Sometimes victims of prejudice, “CMUs” patients can be discriminated against by private doctors.
This is what is called being the victim of double punishment. The Defender of Rights released this Tuesday a study on “Medical and dental practices, between differentiation and discrimination”.
Carried out under the direction of Caroline Despres and Pierre Lombrail, this work aims to collect the point of view of liberal practitioners on the care of patients living in precarious conditions.
The study was based on an analysis of speech from a total of 50 health professionals including dentists, general practitioners and specialists. And the results collected are proof of a drift on the part of certain professionals.
Refusal of care
The study first shows that the category of “CMUs” patients is widely used in speeches by practitioners. According to the authors of the report, it has even become another way of naming people in precarious situations …
The group of “CMUs” can also be associated by doctors with prejudices. And not the least: suspicion of fraud, overconsumption of care, absenteeism, frequent delays … The list goes on!
More generally, precarious people are seen as patients “by nature” difficult to treat. These “expected” behaviors are viewed negatively by practitioners and are sometimes used to justify refusals of care.
And serious discrimination
However, they constitute situations of discrimination prohibited by law. Article L. 1110-3 of the public health code indeed qualifies the illegal nature of such refusals: “no person may be discriminated against in access to prevention or treatment”.

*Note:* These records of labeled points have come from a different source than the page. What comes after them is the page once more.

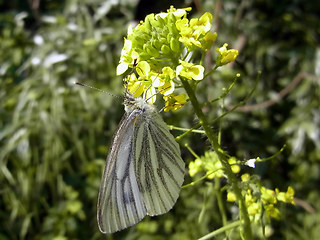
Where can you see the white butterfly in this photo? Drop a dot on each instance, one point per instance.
(144, 170)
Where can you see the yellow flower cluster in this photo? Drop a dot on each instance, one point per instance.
(259, 199)
(157, 51)
(211, 165)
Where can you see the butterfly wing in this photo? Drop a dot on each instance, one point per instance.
(159, 166)
(120, 203)
(143, 174)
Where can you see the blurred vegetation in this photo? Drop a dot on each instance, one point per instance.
(54, 135)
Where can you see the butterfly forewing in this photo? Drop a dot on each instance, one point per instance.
(144, 171)
(120, 203)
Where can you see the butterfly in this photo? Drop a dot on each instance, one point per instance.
(144, 170)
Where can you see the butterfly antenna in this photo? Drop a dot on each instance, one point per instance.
(100, 90)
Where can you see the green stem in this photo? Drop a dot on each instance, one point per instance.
(246, 232)
(221, 230)
(220, 202)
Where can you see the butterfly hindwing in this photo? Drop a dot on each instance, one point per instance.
(159, 167)
(143, 174)
(120, 203)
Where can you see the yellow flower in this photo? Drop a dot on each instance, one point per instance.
(234, 168)
(272, 211)
(128, 57)
(226, 56)
(268, 196)
(286, 197)
(190, 71)
(231, 197)
(245, 177)
(174, 102)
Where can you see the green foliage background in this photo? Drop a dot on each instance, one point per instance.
(54, 135)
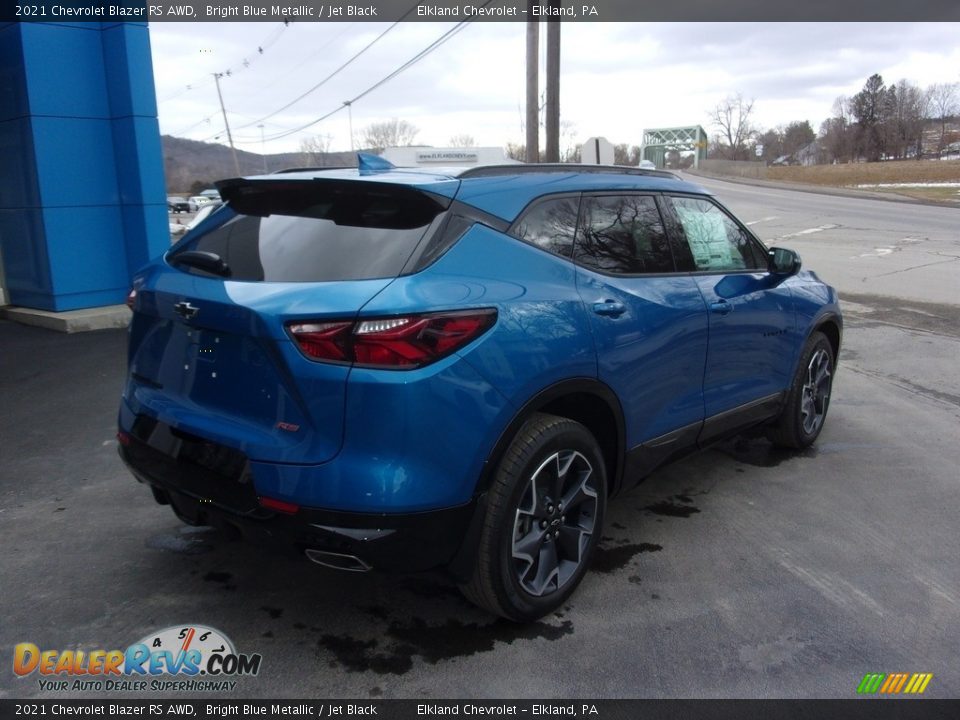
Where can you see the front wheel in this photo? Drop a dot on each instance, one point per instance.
(808, 399)
(545, 513)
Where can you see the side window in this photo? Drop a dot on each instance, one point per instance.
(623, 234)
(550, 224)
(716, 242)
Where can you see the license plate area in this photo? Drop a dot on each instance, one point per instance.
(203, 469)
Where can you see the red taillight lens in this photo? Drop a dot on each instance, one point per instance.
(398, 343)
(323, 341)
(279, 505)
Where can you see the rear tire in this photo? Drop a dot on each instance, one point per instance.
(808, 399)
(544, 515)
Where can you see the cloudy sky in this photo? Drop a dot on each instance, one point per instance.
(616, 78)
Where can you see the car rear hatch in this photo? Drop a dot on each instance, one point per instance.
(210, 351)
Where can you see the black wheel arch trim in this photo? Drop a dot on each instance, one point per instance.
(542, 399)
(462, 564)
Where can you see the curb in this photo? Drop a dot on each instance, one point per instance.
(822, 189)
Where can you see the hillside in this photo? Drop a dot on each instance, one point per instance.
(190, 165)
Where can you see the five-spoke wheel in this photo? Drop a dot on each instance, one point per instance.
(544, 515)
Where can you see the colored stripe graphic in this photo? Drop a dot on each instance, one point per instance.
(870, 683)
(894, 683)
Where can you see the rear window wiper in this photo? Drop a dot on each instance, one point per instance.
(202, 260)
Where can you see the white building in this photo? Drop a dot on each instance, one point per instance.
(446, 157)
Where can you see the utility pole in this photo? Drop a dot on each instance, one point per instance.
(533, 70)
(553, 89)
(263, 149)
(348, 103)
(236, 162)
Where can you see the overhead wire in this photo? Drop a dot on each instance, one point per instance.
(409, 63)
(332, 74)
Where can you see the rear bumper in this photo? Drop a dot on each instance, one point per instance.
(202, 495)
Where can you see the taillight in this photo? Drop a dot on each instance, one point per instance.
(401, 343)
(279, 505)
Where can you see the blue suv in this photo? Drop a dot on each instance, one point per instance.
(407, 369)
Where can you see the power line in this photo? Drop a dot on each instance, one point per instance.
(412, 61)
(229, 72)
(331, 75)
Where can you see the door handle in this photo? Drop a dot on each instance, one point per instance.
(609, 308)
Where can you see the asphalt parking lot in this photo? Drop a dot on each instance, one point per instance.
(744, 571)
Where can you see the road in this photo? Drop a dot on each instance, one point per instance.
(862, 247)
(741, 572)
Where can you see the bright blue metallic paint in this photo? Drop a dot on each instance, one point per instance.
(542, 333)
(414, 440)
(653, 355)
(506, 196)
(394, 441)
(749, 342)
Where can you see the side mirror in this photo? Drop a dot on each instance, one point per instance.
(784, 262)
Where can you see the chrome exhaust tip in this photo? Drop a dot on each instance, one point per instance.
(337, 561)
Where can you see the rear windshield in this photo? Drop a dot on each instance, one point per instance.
(314, 231)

Concretely, discrimination can take the form of a permanent or occasional refusal. They can also be expressed in a more insidious way: systematic reorientation of a patient to another practitioner or to the hospital, abnormally long waiting times, agreement between practitioners not to address beneficiaries either of the CMU – C, or assistance for the payment of complementary health insurance (ACS) orstate medical aid (AME).
In response, the Defender of Rights opened several inquiries in December 2016 following information mentioned on websites concerning the practices of certain doctors not accepting CMU or AME beneficiaries. In the process, the National Council of the Order of Physicians (CNOM) announced that it would seize its disciplinary chambers. The noose is tightening on these illegal doctors …
The institution’s recommendations
In the remainder of the Institution’s work on refusals of care and with regard to referrals and the results of the study, the Defender of Rights recommends:
– to legally define refusals of care by supplementing Article L. 1110-3 of the Public Health Code with a typology of the main situations characterizing an illegal refusal of care;
– ask the CNAMTS to identify practitioners who impose excess fees on beneficiaries of CMU-C or ACS social protection;
– to carry out a national situation test by the “refusal of care” commissions;
– to include refusals of care in the framework of regional programs relating to access to prevention and care for the most deprived people (PRAPS) of regional health agencies.